Shaped charge
A shaped charge is an explosive shaped to focus the released energy. They are used to cut and form metal, ignite nuclear weapons, and penetrate Armour.
A modern shaped charge can commonly penetrate about 7 times the diameter of the charge. The explosion creates a small coin-size hole in the armour, so the destructive effects mainly comes from shrapnel spalled from the inside of the plating.
Shaped charges are frequently used in anti-tank missiles and mortar shells.
Design
There are several basically different forms of shaped charge.
An important nonmilitary use of shaped charges is to cut large pieces of metal in confined areas, especially in rescues.
Metal-cutting charges are flat triangles of plastic explosive (usually plastique). A blasting cap is placed in the point of the triangle. The triangle is laid down with the wide end wrapped around the material to cut. When the blast reaches the end of the explosive, it is reflected into the metal, cutting it.
A scissors charge is two of the above triangular charges, placed on opposite sides of the metal, on opposite sides of the cutting line. They must be sized and timed so the blast wave of each arrives at the same time at the cutting line. The opposing blast waves shear the metal.

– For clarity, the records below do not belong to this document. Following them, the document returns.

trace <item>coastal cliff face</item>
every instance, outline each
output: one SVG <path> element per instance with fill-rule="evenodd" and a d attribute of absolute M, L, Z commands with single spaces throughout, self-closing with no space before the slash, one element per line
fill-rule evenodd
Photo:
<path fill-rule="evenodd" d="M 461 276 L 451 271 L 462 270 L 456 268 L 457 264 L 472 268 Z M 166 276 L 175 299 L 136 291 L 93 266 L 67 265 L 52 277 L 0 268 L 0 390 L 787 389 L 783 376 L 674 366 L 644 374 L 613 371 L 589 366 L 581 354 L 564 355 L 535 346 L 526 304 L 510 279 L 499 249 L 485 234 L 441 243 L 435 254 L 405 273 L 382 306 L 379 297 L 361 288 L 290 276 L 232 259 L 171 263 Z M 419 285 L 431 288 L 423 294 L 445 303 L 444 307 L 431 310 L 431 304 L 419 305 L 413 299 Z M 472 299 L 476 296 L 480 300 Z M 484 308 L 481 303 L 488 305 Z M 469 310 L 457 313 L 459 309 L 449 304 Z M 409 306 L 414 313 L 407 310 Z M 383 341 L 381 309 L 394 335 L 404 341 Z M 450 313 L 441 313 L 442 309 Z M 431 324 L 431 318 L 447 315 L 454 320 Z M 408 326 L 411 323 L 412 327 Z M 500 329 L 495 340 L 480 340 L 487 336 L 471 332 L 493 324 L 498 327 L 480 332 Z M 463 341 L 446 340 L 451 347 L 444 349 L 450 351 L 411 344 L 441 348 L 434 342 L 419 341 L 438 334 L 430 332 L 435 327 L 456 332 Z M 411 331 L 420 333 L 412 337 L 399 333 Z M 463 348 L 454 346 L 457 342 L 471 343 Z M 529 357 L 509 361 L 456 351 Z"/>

Differential cones transfer momentum from the explosive to another material, usually a metal such as copper, with a speed of sound different from the speed of the blast in the explosive. The slope of the cone is chosen so that the speed of the blast at the surface of the cone is equal to the speed of sound of the metal on the surface of the cone. The result is usually a dense drop or slug of fluid moving at hypersonic speeds. The slug penetrates armour.
Differential cones are easy to manufacture. Usually the penetrator cone is swaged to a casing, and the explosive is cast inside the resulting shape.
Explosive lenses are machined (usually) from an alloy of a rigid explosive with a compatible plastic. The surface of the lense is calculated to cause the blast front to go where desired. This is possible because the blast ignition in the explosive almost always moves at a different speed than the shockwave in the explosive reaction products.
Some explosive lenses (notably those in nuclear weapons) use two different materials with different speeds of ignition.
The ignition wave is presumed to start as a circular expanding wave-front around the blasting cap. IN precision lenses, the shockwave is started from an electrically exploded wire called an initiator.